Hinsichtlich der Klägerin zu 1) kann der Klage hingegen hinreichende Erfolgsaussicht im Sinne der §§ 73a Abs. 1 Satz 1 Sozialgerichtsgesetz (SGG) i.V.m. 114 Abs. 1 Zivilprozessordnung zur Überzeugung des Senats nicht abgesprochen werden.
In der sozialgerichtlichen Rechtsprechung ist zunächst bisher nicht hinreichend geklärt, welche Anforderungen an die subjektive Vorwerfbarkeit (vgl. auch LSG NRW, Beschluss vom 18.10.2006 – L 1 B 27/06 AS ER) der einzelnen sanktionierenden Tatbestände des § 31 SGB II im Allgemeinen und eines Meldverstoßes im Sinne des § 31 Abs. 2 1. Alternative SGB II zu stellen sind. In der einschlägigen Kommentarliteratur wird insoweit etwa vertreten, die Sanktionstatbestände des § 31 SGB II seien grundsätzlich nur vorsätzlich begehbar (vgl. etwa Rixen, a.a.O., Rn. 9a).

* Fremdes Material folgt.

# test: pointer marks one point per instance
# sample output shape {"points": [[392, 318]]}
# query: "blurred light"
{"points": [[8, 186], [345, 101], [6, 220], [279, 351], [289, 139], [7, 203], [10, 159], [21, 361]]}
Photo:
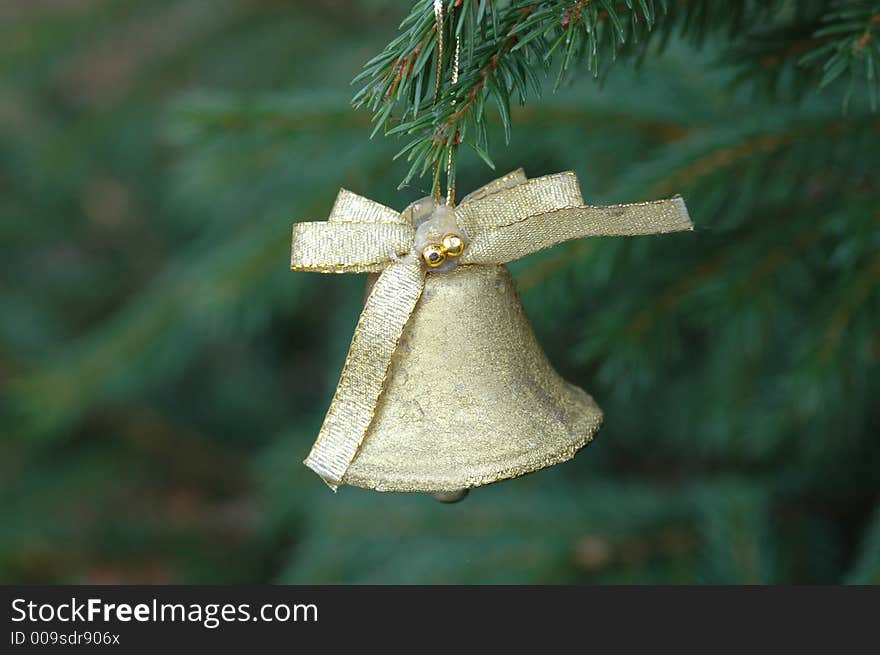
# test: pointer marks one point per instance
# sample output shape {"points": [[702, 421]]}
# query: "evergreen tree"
{"points": [[163, 374]]}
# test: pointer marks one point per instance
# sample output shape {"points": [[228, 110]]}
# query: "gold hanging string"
{"points": [[450, 163], [438, 17], [438, 80]]}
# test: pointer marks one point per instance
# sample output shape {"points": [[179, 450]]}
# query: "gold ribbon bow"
{"points": [[503, 221]]}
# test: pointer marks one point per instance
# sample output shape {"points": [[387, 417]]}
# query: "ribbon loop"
{"points": [[534, 233], [348, 247], [507, 219]]}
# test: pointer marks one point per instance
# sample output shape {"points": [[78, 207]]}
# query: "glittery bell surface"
{"points": [[470, 397]]}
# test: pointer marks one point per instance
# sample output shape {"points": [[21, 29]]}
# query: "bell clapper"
{"points": [[450, 497]]}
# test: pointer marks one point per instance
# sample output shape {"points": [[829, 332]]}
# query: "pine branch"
{"points": [[506, 44]]}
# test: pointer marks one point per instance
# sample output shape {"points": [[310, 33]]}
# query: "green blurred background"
{"points": [[163, 373]]}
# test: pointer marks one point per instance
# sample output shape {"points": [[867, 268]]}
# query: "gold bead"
{"points": [[453, 245], [433, 255]]}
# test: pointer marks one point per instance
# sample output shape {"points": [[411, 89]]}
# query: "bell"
{"points": [[470, 397]]}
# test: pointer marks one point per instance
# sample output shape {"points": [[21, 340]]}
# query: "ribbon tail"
{"points": [[386, 312]]}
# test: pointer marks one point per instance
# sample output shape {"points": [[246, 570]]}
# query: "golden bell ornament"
{"points": [[445, 386], [470, 397]]}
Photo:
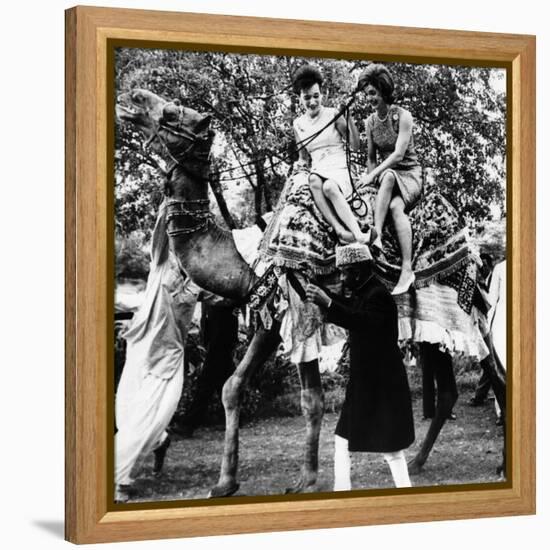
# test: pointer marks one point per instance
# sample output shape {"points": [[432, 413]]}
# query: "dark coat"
{"points": [[377, 412]]}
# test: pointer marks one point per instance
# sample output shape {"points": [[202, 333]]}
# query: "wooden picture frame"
{"points": [[89, 516]]}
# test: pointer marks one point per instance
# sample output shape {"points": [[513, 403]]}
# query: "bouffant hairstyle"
{"points": [[305, 77], [378, 76]]}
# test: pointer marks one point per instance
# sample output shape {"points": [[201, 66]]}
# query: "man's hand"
{"points": [[317, 296]]}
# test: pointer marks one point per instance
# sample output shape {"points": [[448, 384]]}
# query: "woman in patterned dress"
{"points": [[392, 163], [329, 178]]}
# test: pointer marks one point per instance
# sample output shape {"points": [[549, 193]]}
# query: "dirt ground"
{"points": [[467, 451]]}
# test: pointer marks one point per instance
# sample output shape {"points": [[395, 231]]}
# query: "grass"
{"points": [[467, 451]]}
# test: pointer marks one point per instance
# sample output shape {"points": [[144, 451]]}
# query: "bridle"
{"points": [[198, 148], [196, 152]]}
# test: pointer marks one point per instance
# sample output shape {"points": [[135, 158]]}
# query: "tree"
{"points": [[459, 127]]}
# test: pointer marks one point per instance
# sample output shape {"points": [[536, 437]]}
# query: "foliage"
{"points": [[459, 113]]}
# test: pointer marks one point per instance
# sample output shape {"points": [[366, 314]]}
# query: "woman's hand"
{"points": [[317, 296], [367, 179]]}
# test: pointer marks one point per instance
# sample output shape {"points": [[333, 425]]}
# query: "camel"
{"points": [[183, 138]]}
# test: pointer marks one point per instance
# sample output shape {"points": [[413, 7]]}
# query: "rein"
{"points": [[201, 218]]}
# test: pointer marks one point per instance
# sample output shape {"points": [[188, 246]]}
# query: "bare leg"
{"points": [[316, 187], [404, 236], [343, 209], [342, 464], [262, 345], [497, 375], [446, 398], [382, 204], [313, 405]]}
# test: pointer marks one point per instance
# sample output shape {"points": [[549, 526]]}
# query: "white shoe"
{"points": [[404, 287]]}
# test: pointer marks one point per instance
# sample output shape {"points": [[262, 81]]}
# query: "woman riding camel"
{"points": [[396, 170], [322, 142]]}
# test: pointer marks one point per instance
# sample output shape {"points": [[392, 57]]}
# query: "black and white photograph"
{"points": [[310, 275]]}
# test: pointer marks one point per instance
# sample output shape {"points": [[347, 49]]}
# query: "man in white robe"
{"points": [[152, 379]]}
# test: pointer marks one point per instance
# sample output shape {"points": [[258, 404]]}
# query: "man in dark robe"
{"points": [[377, 411]]}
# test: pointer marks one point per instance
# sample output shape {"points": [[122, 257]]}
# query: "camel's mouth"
{"points": [[128, 112]]}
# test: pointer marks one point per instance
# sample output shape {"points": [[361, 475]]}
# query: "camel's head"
{"points": [[179, 134], [141, 108]]}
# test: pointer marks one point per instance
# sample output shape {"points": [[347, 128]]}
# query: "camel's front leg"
{"points": [[312, 402], [262, 345], [440, 365]]}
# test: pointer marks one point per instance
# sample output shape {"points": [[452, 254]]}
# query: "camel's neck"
{"points": [[207, 253]]}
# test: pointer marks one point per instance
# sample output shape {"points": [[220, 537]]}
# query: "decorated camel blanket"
{"points": [[445, 308]]}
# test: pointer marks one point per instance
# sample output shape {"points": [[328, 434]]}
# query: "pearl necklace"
{"points": [[383, 119]]}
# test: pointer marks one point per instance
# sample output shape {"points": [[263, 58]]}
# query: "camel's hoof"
{"points": [[415, 467], [220, 491]]}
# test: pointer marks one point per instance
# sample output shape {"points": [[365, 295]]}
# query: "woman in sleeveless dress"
{"points": [[392, 163], [329, 178]]}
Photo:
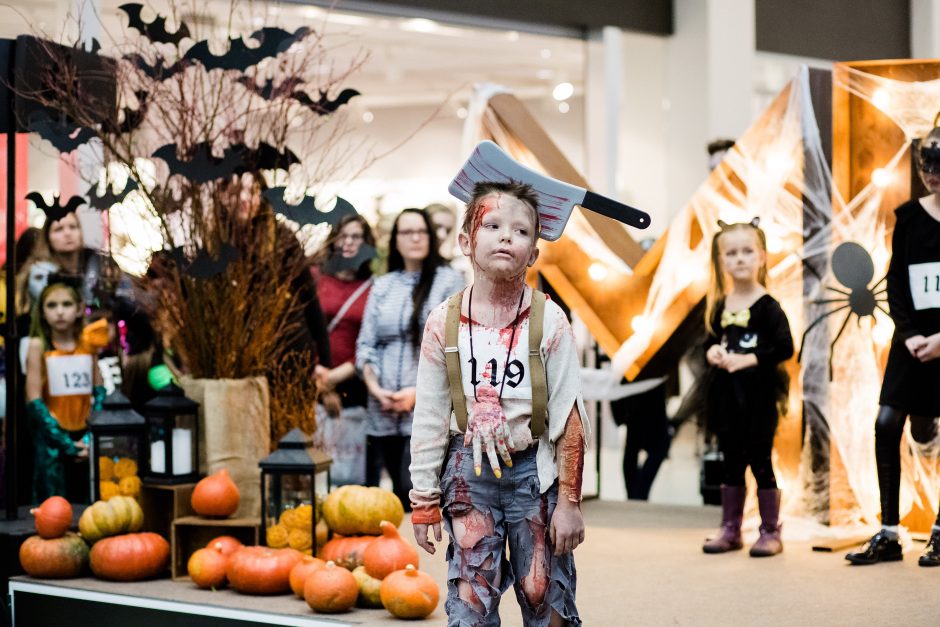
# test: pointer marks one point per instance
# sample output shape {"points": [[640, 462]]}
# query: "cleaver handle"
{"points": [[615, 210]]}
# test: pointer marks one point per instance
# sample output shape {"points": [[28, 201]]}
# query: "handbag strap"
{"points": [[346, 305]]}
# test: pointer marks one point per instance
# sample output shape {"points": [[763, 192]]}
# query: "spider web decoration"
{"points": [[853, 268]]}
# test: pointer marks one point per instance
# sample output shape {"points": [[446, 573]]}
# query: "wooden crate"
{"points": [[191, 533], [162, 504]]}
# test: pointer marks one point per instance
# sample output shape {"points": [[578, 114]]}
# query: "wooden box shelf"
{"points": [[191, 533], [162, 504]]}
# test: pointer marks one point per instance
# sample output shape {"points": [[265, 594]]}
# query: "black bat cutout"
{"points": [[306, 211], [202, 167], [338, 263], [109, 198], [240, 56], [55, 211], [155, 31], [325, 106], [63, 135], [158, 72], [264, 157], [203, 266]]}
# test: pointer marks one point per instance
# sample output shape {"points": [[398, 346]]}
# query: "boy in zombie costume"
{"points": [[518, 403]]}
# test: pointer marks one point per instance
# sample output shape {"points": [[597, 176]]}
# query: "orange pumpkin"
{"points": [[356, 510], [409, 593], [53, 517], [300, 572], [346, 552], [226, 544], [331, 589], [261, 570], [206, 567], [57, 558], [216, 495], [130, 557], [369, 589], [388, 553]]}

Es bedarf – soweit man auch Vorsatz hinsichtlich des Meldeversäumnisses verlangt (vgl. unter diesem Gesichtspunkt und zur Problematik des Zugangs einer mit der Meldeaufforderung verbundene – auch vorliegend erforderlichen – Belehrung über die Rechtsfolgen – aber zum Arbeitsförderungsgesetz BSG, Urteil vom 25.04.1996 -11 RAr 81/95) ggf. der weiteren Prüfung, ob die Klägerin zu 1) entsprechend der Auffassung des Sozialgerichts die Nichtwahrnehmung des Termins billigend in Kauf nahm, weil sie gewusst habe, dass sie Postsendungen wegen des Verlustes des Briefkastenschlüssels nicht erreichen würden. Es fehlen insoweit bisher Anhaltspunkte dafür, dass sie davon ausgehen musste oder auch nur damit rechnen konnte, dass eine Meldeaufforderung ergehen würde. Soweit man die Auffassung vertritt, die Regelung zur sog. Residenzpflicht in § 1 der sog. Erreichbarkeitsanordnung könnten zur Begründung eines dolus eventualis hinsichtlich des Meldeversäumisses herangezogen werden, bedarf es der grundsätzlichen Klärung der Geltung dieser Regelung. Der Senat hat hierzu bereits an anderer Stelle (Beschluss vom 15.04.2008 – L 20 B 24/08 AS) ausgeführt:
"Zwar kann sich der Kläger bei Zugrundelegung der Rechtsauffassung des Sozialgerichts, die Anordnung zur Pflicht des Arbeitslosen, Vorschlägen des Arbeitsamtes zur beruflichen Eingliederung zeit- und ortsnah Folge leisten zu können (EAO vom 23.10.1997 [ANBA S. 1685, 1998 S. 1100], geändert durch AnO vom 16.11.2001 [ANBA S. 1476]), sei auch hinsichtlich der in § 1 der EAO geregelten Verpflichtungen anwendbar, nicht mit Erfolg auf seine Ortsabwesenheit berufen. Dabei scheint der Wortlaut des § 7 Abs. 4a SGB II letzter Halbsatz (die übrigen Bestimmungen dieser Anordnung gelten entsprechend) die Auffassung des Sozialgerichts zunächst nahe zu legen (vgl. auch Mergler/Zink, SGB II, Stand August 2007, § 7 Rn. 54b). Auch im Schrifttum wird ohne weitere Problematisierung davon ausgegangen, den zeit- und ortsnahen Bereich im Sinne des § 7 Abs. 4a SGB II verlasse nicht, wer sich täglich nach dem Eingang der Briefpost wenigstens einmal in der Wohnung aufhalte (Winkler, Die Erreichbarkeit in SGB II und III, info also 1/2007, S. 3ff.). Auch andernorts wird von der Geltung der Regelungen des § 1 EAO zur sog. Residenzpflicht (Erreichbarkeit an jedem Werktag durch Briefpost) ausgegangen (vgl. etwa Brühl/Schoch, LPK-SGB II, 2. Auflage 2007, § 7 Rn. 92; Geiger, Leitfaden zum Arbeitslosengeld II, 4. Auflage 2007, S. 19).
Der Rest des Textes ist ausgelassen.